The thing I was shocked to not hear in this interview (and which may not be in the book either) is something that I think has been generally left unmentioned with respect to Facebook and elections and election tampering (29:18). Zuboff and Laporte discuss Facebook’s experiments in influencing people to vote in several tests for which they published academic papers. Even with the rumors that Mark Zuckerberg was eyeing a potential presidential run in 2020 with his trip across America and meeting people of all walks of life, no one floated the general idea that as the CEO of Facebook, he might use what they learned in those social experiments to help get himself (or even someone else) elected by sending social signals to certain communities to prevent them from voting while sending other signals to other communities to encourage them to vote. The research indicates that in a very divided political climate that with the right sorts of voting data, it wouldn’t take a whole lot of work for Facebook to help effectuate a landslide victory for particular candidates or even entire political parties!! And of course because of the distributed nature of such an attack on democracy, Facebook’s black box algorithms, and the subtlety of the experiments, it would be incredibly hard to prove that such a thing was even done.

I like her broad concept (around 43:00) where she discusses the idea of how people tend to frame new situations using pre-existing experience and that this may not always be the most useful thing to do for what can be complex ideas that don’t or won’t necessarily play out the same way given the potential massive shifts in paradigms.

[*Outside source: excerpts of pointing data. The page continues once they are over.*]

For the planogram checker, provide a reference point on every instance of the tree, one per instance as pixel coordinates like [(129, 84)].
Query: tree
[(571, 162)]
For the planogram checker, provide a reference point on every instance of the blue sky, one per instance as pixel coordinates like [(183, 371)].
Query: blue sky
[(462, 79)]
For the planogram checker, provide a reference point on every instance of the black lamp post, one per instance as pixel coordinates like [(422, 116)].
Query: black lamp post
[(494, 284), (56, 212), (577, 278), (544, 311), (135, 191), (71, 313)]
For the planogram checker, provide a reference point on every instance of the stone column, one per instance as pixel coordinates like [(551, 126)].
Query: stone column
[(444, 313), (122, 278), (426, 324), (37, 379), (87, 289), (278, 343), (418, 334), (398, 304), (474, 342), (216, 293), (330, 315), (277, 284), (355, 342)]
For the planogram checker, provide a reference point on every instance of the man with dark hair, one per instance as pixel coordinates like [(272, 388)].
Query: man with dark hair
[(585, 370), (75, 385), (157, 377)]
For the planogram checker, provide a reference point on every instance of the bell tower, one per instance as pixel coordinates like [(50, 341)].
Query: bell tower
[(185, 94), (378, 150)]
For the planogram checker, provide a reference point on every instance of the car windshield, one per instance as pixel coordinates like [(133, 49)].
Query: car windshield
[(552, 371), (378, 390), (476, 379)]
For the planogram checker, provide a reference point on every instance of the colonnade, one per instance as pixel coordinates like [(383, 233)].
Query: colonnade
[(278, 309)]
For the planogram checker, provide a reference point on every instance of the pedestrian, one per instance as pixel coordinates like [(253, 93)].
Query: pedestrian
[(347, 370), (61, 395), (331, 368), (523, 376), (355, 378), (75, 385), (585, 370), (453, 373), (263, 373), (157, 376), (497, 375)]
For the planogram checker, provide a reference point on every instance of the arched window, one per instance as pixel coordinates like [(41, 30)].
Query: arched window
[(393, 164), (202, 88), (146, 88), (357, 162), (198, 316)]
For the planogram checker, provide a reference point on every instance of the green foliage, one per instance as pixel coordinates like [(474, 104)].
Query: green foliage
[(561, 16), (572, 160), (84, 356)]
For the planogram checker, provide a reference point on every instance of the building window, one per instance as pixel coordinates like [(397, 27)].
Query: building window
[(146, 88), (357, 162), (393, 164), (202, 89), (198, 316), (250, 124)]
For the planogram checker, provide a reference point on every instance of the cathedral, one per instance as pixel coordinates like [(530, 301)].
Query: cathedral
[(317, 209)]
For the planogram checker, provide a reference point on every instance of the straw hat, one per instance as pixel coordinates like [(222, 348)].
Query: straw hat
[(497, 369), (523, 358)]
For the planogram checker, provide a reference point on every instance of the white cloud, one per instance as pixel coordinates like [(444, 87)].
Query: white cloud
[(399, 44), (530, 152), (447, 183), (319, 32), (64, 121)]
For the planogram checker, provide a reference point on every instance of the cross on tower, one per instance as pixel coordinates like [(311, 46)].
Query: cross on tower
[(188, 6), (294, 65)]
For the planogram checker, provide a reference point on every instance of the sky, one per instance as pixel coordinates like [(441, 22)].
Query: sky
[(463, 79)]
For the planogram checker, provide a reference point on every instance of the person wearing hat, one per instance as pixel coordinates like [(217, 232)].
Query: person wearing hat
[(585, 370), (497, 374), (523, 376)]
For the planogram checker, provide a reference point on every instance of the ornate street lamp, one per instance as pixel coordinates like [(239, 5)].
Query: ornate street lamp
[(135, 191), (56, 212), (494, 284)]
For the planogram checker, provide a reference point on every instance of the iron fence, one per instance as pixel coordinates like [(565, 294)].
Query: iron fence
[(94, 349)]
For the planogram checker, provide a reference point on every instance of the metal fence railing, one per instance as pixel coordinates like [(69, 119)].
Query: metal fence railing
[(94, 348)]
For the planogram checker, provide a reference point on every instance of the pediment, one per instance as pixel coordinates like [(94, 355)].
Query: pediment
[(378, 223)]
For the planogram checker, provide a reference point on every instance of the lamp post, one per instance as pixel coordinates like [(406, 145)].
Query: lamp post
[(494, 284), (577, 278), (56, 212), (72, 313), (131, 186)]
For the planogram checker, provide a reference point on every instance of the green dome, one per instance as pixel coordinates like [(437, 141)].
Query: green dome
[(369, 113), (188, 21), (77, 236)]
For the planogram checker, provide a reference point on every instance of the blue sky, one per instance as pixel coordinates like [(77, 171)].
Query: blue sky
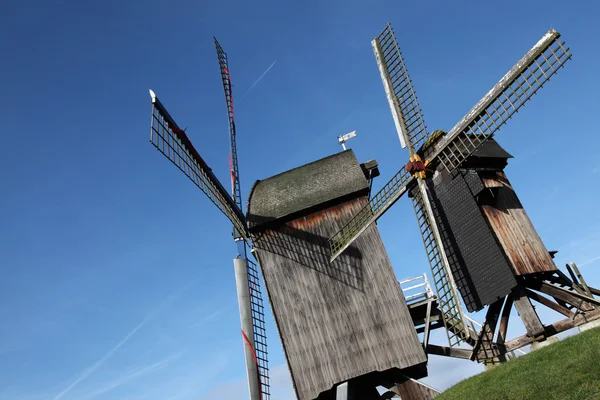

Also of great interest is the idea of instrumentarianism as opposed to the older ideas of totalitarianism. (43:49) Totalitarian leaders used to rule by fear and intimidation and now big data stores can potentially create these same types of dynamics, but without the need for the fear and intimidation by more subtly influencing particular groups of people. When combined with the ideas behind “swarming” phenomenon or Mark Granovetter’s ideas of threshold reactions in psychology, only a very small number of people may need to be influenced digitally to create drastic outcomes. I don’t recall the reference specifically, but I recall a paper about the mathematics with respect to creating ethnic neighborhoods that only about 17% of people needed to be racists and move out of a neighborhood to begin to create ethnic homogeneity and drastically less diversity within a community.

Also tangentially touched on here, but not discussed directly, I can’t help but think that all of this data with some useful complexity theory might actually go a long way toward better defining (and being able to actually control) Adam Smith’s economic “invisible hand.”

There’s just so much to consider here that it’s going to take several revisits to the ideas and some additional research to tease this all apart.

🎧 “The Daily”: The Business of Selling Your Location | New York Times

Listened to "The Daily": The Business of Selling Your Location by Michael Barbaro from New York Times

Smartphone apps track a staggering amount of data about our whereabouts every day. That data has become a hot commodity.

Just the national security implications for this alone should require regulations of these tech companies.